JMM,

I would offer a slightly different angle. I've taken courses that dealt with legal topics in graduate school (contracts, torts, property, secured transactions, agency, partnerships, corporate law). I've also taken each of those classes in law school. The course descriptions were very similar, but the approaches were fundamentally different.

The graduate approach is to familiarize students with basic concepts and to apply them, with the intent of being able to interact intelligently with a legal professional. For example, in business school, the goal was for students to better interact with their in-house counsel. There is little to no emphasis on understanding how the law evolved, how to attempt to change it, and we never read a single case.

In law school, as you surely recall, it is the exact opposite. The semester generally begins with older cases that have been overturned in whole or in part, followed by the landmark cases that caused the changes, and analysis of the issues in each case, with the intent of the students being able to "spot issues" in any given scenario and argue each side of the issue to make an assessment of how the law is likely to be interpreted and whether/how to approach it.

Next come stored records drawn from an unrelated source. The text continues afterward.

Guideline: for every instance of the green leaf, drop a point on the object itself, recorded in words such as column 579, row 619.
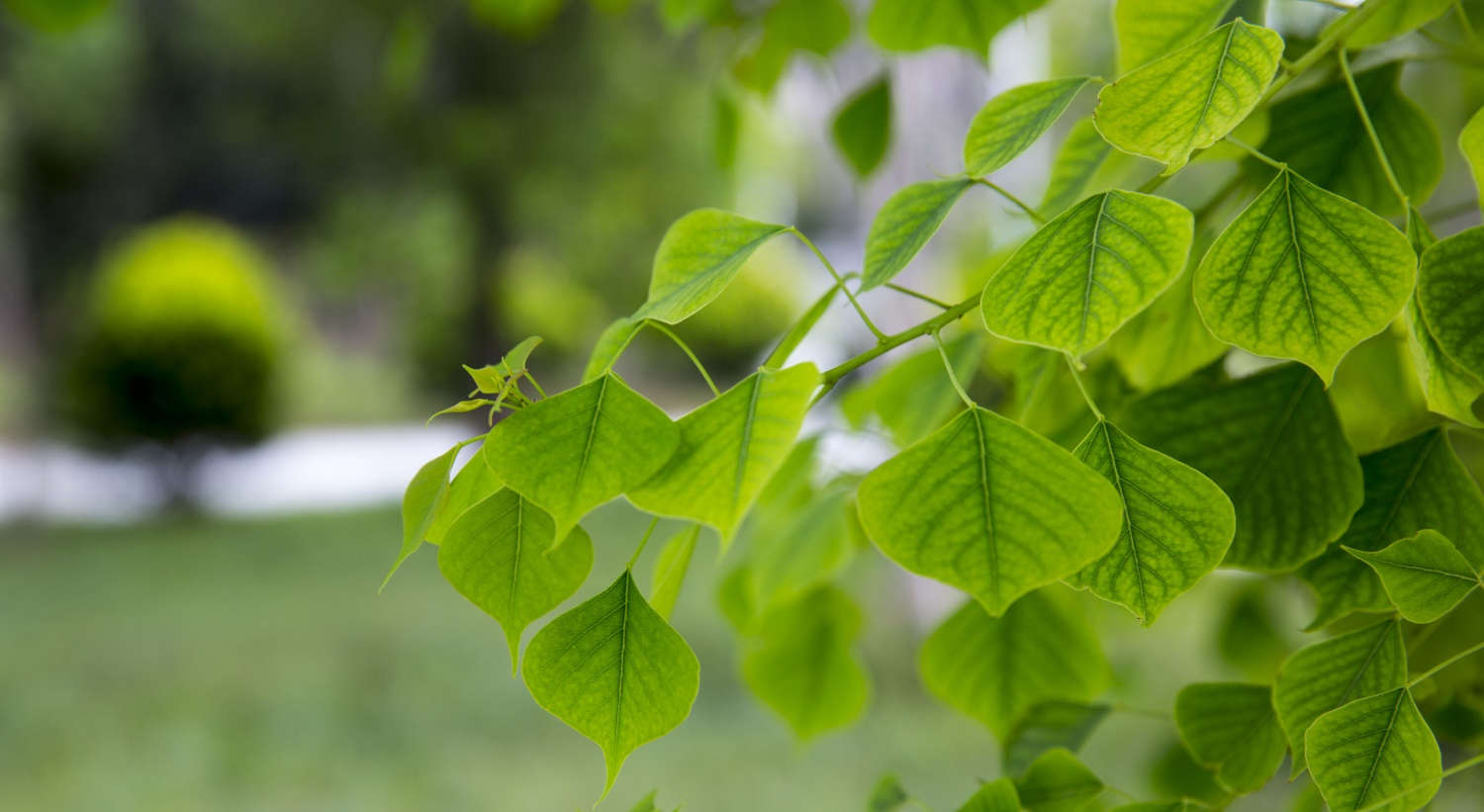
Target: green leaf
column 1275, row 446
column 863, row 128
column 1232, row 728
column 573, row 452
column 1089, row 270
column 421, row 502
column 614, row 672
column 990, row 508
column 997, row 669
column 1327, row 675
column 1448, row 290
column 1177, row 524
column 1190, row 98
column 729, row 449
column 499, row 556
column 1374, row 749
column 1050, row 725
column 699, row 255
column 806, row 670
column 994, row 796
column 1424, row 575
column 905, row 223
column 1303, row 273
column 914, row 397
column 1321, row 136
column 1012, row 121
column 670, row 571
column 471, row 486
column 1077, row 160
column 1151, row 29
column 1166, row 341
column 1413, row 486
column 1057, row 781
column 919, row 24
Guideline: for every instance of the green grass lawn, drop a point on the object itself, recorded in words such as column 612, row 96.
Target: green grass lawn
column 251, row 666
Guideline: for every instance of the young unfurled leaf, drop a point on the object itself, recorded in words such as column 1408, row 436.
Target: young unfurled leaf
column 1151, row 29
column 994, row 796
column 990, row 508
column 904, row 225
column 1448, row 287
column 1424, row 575
column 1327, row 675
column 1275, row 446
column 1050, row 725
column 806, row 670
column 1374, row 749
column 614, row 672
column 499, row 556
column 670, row 571
column 1177, row 524
column 914, row 397
column 471, row 486
column 1086, row 272
column 1166, row 340
column 1232, row 728
column 1190, row 98
column 699, row 255
column 1012, row 121
column 996, row 669
column 1303, row 273
column 919, row 24
column 1413, row 486
column 1077, row 160
column 573, row 452
column 1057, row 781
column 863, row 128
column 421, row 502
column 729, row 449
column 1321, row 136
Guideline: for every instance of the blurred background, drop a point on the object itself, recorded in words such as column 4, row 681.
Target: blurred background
column 245, row 248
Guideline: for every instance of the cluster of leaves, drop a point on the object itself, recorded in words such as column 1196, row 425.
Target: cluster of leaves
column 1131, row 492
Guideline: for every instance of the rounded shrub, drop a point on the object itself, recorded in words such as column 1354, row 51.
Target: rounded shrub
column 178, row 340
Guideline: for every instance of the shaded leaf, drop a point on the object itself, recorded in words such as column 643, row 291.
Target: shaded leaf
column 614, row 672
column 1088, row 270
column 990, row 508
column 1190, row 98
column 994, row 670
column 499, row 556
column 1177, row 524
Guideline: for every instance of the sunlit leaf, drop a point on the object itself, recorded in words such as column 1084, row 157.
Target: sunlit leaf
column 729, row 449
column 1425, row 577
column 1374, row 749
column 1273, row 444
column 699, row 255
column 1303, row 273
column 997, row 669
column 499, row 556
column 1177, row 524
column 573, row 452
column 863, row 128
column 905, row 223
column 1190, row 98
column 1012, row 121
column 614, row 672
column 990, row 508
column 1413, row 486
column 806, row 670
column 1232, row 729
column 1327, row 675
column 1089, row 270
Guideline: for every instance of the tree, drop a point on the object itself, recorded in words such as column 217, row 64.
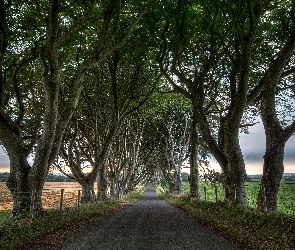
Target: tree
column 69, row 40
column 277, row 81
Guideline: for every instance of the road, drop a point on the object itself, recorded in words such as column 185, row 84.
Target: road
column 151, row 224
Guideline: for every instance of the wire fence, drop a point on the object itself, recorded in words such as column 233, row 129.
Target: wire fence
column 215, row 193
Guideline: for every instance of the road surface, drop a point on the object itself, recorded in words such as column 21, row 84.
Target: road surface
column 151, row 224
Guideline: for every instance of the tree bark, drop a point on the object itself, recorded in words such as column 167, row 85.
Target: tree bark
column 102, row 183
column 194, row 170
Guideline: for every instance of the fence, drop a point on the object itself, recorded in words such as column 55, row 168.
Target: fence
column 286, row 196
column 54, row 199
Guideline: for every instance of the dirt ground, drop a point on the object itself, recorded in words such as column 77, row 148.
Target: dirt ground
column 51, row 195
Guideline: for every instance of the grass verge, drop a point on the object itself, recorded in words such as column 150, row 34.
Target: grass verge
column 248, row 228
column 19, row 234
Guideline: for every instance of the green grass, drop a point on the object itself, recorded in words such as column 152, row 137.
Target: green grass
column 286, row 196
column 246, row 227
column 14, row 233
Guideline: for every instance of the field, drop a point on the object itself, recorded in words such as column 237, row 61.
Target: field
column 51, row 195
column 286, row 197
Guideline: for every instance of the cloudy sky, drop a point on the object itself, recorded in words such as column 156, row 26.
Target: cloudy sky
column 253, row 147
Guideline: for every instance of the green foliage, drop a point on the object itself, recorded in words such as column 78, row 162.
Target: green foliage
column 246, row 227
column 16, row 233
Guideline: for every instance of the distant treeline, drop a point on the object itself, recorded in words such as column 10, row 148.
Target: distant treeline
column 50, row 178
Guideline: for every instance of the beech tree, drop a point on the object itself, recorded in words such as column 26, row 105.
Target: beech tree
column 278, row 81
column 65, row 40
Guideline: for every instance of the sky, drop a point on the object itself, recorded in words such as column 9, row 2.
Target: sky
column 253, row 148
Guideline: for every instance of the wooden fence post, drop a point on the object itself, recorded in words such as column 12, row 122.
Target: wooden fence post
column 61, row 198
column 216, row 194
column 79, row 197
column 32, row 204
column 205, row 193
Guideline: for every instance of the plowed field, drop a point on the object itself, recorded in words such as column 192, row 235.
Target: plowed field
column 51, row 195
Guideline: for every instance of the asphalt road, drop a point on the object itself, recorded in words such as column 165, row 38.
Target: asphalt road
column 150, row 223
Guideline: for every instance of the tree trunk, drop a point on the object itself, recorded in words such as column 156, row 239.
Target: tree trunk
column 178, row 180
column 235, row 170
column 88, row 194
column 194, row 171
column 102, row 183
column 18, row 184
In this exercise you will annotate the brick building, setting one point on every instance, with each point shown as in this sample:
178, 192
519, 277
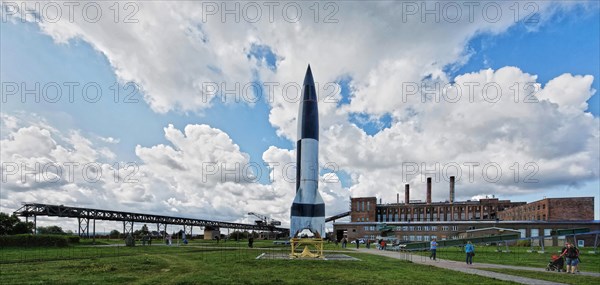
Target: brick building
552, 209
422, 221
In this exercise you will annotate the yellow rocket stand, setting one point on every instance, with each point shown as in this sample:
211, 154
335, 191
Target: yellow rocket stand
315, 243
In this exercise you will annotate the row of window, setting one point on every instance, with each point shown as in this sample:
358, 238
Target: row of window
360, 206
417, 238
442, 209
416, 228
426, 228
430, 217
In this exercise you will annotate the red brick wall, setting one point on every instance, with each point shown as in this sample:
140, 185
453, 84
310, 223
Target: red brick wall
571, 209
552, 209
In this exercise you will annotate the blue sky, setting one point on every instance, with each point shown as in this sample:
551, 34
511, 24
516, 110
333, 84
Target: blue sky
568, 42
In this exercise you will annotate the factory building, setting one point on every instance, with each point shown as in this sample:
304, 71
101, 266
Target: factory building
411, 220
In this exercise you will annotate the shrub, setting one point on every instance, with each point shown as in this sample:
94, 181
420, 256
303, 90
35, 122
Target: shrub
28, 240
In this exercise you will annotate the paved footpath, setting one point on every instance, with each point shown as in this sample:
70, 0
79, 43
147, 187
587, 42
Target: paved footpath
470, 269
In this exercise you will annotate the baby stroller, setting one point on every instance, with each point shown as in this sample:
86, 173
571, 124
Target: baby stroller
556, 264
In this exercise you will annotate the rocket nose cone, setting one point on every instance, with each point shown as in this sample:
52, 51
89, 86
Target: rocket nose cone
308, 88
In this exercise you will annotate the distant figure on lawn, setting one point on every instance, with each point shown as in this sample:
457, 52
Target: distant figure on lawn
571, 255
433, 248
470, 250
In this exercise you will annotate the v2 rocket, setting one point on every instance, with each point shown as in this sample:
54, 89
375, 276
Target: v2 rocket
308, 208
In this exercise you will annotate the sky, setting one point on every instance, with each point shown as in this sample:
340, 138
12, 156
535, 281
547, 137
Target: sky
190, 109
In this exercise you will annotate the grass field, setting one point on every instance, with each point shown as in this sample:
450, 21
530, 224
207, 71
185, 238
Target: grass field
551, 276
202, 264
517, 256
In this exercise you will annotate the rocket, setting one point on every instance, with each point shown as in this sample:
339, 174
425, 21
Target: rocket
308, 208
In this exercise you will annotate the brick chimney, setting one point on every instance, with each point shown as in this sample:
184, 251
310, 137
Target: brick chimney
451, 189
428, 190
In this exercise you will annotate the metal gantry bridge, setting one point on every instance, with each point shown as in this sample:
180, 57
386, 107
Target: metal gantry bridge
85, 215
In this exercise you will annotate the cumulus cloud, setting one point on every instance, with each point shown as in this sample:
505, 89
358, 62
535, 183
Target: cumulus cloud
201, 170
535, 142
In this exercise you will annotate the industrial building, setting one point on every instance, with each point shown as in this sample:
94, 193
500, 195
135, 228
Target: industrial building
422, 221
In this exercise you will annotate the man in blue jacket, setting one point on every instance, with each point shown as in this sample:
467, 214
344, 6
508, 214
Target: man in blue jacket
470, 250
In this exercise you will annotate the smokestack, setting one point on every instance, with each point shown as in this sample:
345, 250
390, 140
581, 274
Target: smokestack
451, 189
428, 190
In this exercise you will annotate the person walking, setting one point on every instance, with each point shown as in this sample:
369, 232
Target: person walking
470, 250
571, 255
433, 248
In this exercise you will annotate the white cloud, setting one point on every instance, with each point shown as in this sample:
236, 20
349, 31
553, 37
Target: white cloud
170, 53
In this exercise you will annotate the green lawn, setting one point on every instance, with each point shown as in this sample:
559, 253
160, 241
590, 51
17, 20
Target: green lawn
551, 276
517, 256
198, 264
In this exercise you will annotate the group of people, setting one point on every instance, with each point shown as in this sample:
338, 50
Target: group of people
469, 250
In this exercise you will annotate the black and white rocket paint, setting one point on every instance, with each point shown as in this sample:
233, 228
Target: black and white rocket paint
308, 208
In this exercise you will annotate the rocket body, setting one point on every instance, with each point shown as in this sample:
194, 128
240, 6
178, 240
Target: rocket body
308, 208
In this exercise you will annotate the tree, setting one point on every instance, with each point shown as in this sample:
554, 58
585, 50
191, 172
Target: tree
12, 225
51, 230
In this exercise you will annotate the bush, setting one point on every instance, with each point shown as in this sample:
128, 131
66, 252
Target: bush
38, 240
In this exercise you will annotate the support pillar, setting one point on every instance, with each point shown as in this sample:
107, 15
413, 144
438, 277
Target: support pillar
127, 228
84, 227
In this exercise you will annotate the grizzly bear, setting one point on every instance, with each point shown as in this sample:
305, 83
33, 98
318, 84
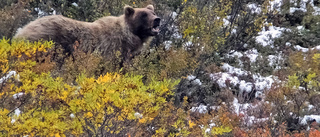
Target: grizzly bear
105, 36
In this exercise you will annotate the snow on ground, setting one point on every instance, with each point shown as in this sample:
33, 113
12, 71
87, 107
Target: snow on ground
302, 6
275, 5
302, 49
194, 80
307, 118
254, 8
252, 54
231, 78
201, 109
17, 95
266, 37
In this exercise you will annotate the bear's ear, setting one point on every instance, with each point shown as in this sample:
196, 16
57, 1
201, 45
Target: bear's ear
128, 11
150, 7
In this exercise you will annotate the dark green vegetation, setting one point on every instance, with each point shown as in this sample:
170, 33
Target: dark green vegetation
159, 92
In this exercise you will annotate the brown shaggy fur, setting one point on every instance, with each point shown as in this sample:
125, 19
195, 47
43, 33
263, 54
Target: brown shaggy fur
125, 33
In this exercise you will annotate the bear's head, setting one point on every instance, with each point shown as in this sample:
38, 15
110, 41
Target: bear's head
143, 22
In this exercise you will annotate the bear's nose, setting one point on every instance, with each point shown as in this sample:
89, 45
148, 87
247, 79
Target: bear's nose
157, 21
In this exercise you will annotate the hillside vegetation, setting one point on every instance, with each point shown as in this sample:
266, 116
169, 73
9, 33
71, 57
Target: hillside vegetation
218, 68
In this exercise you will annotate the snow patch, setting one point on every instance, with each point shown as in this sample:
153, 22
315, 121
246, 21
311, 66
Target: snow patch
266, 37
307, 118
302, 49
17, 95
254, 8
201, 109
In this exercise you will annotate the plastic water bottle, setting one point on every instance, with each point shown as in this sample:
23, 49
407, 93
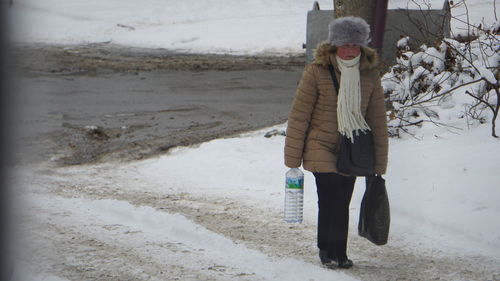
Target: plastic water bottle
294, 195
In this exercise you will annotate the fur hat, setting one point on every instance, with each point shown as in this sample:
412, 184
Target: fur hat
347, 30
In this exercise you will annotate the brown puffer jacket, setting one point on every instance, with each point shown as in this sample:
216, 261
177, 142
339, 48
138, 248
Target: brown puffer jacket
312, 136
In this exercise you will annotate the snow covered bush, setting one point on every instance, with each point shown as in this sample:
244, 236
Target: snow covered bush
453, 84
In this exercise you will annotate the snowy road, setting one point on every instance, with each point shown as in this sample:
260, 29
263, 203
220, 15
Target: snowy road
118, 222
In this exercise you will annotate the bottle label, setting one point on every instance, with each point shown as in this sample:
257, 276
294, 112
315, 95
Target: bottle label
295, 183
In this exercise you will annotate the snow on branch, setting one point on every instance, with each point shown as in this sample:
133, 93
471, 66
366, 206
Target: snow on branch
453, 84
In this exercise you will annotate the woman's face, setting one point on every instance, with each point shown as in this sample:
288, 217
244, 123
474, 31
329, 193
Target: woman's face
348, 51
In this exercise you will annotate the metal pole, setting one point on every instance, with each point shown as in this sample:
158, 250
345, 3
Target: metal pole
380, 15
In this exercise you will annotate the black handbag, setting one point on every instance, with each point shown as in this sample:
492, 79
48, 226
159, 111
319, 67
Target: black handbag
374, 214
355, 158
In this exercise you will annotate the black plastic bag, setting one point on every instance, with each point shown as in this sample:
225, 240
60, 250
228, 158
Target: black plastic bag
374, 215
357, 158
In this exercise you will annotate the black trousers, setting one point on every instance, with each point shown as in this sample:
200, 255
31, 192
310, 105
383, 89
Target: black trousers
334, 196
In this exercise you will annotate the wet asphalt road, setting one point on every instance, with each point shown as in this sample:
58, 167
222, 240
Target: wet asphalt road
76, 119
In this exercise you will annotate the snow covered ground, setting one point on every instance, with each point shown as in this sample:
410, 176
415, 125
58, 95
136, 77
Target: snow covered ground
214, 212
211, 26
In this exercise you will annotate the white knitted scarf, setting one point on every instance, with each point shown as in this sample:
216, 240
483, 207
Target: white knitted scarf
349, 116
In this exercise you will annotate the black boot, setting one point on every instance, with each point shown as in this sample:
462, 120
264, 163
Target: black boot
323, 256
345, 263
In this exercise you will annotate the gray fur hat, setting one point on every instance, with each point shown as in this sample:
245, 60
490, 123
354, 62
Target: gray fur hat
346, 30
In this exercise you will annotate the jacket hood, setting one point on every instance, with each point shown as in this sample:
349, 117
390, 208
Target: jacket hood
324, 55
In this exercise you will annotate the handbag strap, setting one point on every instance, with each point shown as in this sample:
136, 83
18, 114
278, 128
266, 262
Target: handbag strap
334, 78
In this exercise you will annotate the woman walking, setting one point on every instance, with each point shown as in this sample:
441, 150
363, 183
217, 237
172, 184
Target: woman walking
320, 115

By analogy, the former would be equivalent to getting a class on how to select a lawyer, how to prepare for a meeting with him, and what services you can reasonably expect from him. The latter would be equivalent to learning how to address clients' legal needs, how to extract necessary information from them to fully analyze the issues relevant to their situations, and what you can expect to do for them.

That said, in looking at the core curriculum that you posted, I don't know why a person wouldn't just go to law school. It would probably open more doors and, as you noted, it is very similar to most 1L curricula. Why anybody would subject themselves to the tedium of those courses without getting a JD in return is beyond me. After the 1L year, students can take whatever courses their hearts desire, to include those listed (though my school, I'll admit, does not offer a course on "Islamist warfare" but there are equally enlightening and interested courses to choose from that have an international flavor to them).

I do agree with your overall analysis that it looks like a good program, though.